According to Bloomberg, in the cryptocurrency industry, it's typical for founders to accumulate substantial amounts of their project's native token as a stake in the business. This approach, while promoting transparency and offering a more liquid exit strategy, can sometimes lead to complications. For instance, when executives and venture-capital backers hold significant portions of a token, market liquidity can become scarce when they sell. This has led some to resort to unconventional methods to liquidate their holdings.
A recent incident involving Curve Finance founder Michael Egorov serves as a prime example. Egorov's trading of nearly $96 million in stablecoin loans was backed by approximately $140 million of his CRV holdings as collateral. This collateral was spread across several DeFi platforms, including Curve's own LlamaLend. However, when the price of CRV plummeted following the hack of a small DeFi lender this month, the value of Egorov's collateral also fell, forcing his positions into liquidation.
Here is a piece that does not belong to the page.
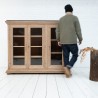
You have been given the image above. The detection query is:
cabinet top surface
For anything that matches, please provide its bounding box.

This forced selling resulted in millions of dollars in bad debt for Egorov and Curve, and triggered widespread market panic among CRV investors. The value of the coin briefly hit a record low following the liquidation. Egorov subsequently sold more CRV tokens in an over-the-counter deal to cover most of Curve's bad debt.
In a statement, Egorov confirmed that he personally repaid most of the bad debt and was committed to ensuring that all users could withdraw their deposits without any issues. This incident highlights the challenges faced by crypto founders and early backers when they attempt to realize the value of their holdings. The market's volatility and immaturity often mean that holdings are too dense for buyers to handle when sold in large quantities. This experimental nature of crypto markets allows for such situations, giving buyers, sellers, and builders the freedom to test the boundaries of finance without traditional rules.